> > I download the latest itext and itextsharp and find a bug. If I burst
> > a PDF file into pages and merge them into one PDF file again using
> > pdfsam (
http://sourceforge.net/projects/pdfsam), getPageContent will
> > not return the correct content of the remerged PDF file, while
> > ExtractText from PDFbox(
www.pdfbox.org <
http://www.pdfbox.org>
<
http://www.pdfbox.org>) can
> > extract all the text correctly from the same PDF file.
>
> It's not a bug.
> You are mixing two different concepts.
> 1. you DO get the correct content of the remerged PDF,
> but it's different from the content of the original PDF.

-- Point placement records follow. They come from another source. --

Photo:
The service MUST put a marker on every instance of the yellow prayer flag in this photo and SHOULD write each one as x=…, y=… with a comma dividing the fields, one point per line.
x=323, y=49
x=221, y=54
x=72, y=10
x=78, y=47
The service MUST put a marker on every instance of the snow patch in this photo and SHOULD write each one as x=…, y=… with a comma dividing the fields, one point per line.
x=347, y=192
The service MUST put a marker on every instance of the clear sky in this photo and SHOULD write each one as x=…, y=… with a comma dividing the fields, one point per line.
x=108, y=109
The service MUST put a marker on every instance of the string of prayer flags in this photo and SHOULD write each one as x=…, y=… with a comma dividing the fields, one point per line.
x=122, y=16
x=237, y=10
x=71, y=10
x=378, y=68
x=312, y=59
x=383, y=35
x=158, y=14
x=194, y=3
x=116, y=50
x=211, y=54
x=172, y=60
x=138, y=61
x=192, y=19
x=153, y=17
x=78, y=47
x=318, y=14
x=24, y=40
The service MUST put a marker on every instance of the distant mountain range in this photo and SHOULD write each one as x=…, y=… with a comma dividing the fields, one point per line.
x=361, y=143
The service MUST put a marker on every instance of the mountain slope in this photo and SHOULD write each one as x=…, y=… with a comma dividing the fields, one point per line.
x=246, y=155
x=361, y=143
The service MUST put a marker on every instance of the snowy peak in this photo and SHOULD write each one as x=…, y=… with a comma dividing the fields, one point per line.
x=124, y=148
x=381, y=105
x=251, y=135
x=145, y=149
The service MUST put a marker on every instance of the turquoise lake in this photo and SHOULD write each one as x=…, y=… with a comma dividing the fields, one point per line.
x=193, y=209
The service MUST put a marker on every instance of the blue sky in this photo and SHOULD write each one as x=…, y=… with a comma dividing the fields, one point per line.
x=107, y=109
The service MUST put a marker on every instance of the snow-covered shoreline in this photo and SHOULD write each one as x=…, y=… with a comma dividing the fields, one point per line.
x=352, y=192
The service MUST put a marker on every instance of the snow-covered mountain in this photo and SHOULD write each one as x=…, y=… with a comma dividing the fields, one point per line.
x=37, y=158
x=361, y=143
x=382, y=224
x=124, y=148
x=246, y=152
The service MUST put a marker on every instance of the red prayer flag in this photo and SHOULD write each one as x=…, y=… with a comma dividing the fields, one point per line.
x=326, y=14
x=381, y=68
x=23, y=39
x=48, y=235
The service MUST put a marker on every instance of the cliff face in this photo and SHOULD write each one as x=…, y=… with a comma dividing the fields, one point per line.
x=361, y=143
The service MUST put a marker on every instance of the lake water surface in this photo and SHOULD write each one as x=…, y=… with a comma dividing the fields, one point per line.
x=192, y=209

> In the merged PDF the content is added as a PDF Form XObject.
> 2. The text extracted with PDFBox is the text that is in the
> Form XObject. PDFBox parses the page content and discovers
> that the real content is in a different object. It gets
> that object to retrieve the text.
System.IO.EndOfStreamException: Trying to read content after the end of the stream
iTextSharp.text.pdf.RandomAccessFileOrArray.ReadFully(Byte[] b, Int32 off, Int32 len)
iTextSharp.text.pdf.PdfReader.GetStreamBytesRaw(PRStream stream,RandomAccessFileOrArray file)
iTextSharp.text.pdf.PdfReader.GetStreamBytes(PRStream stream,RandomAccessFileOrArray file)
iTextSharp.text.pdf.PdfReader.GetPageContent(Int32 pageNum,RandomAccessFileOrArray file)
But there IS a picture(and nothing else) in the page and GetImportedPage runs well.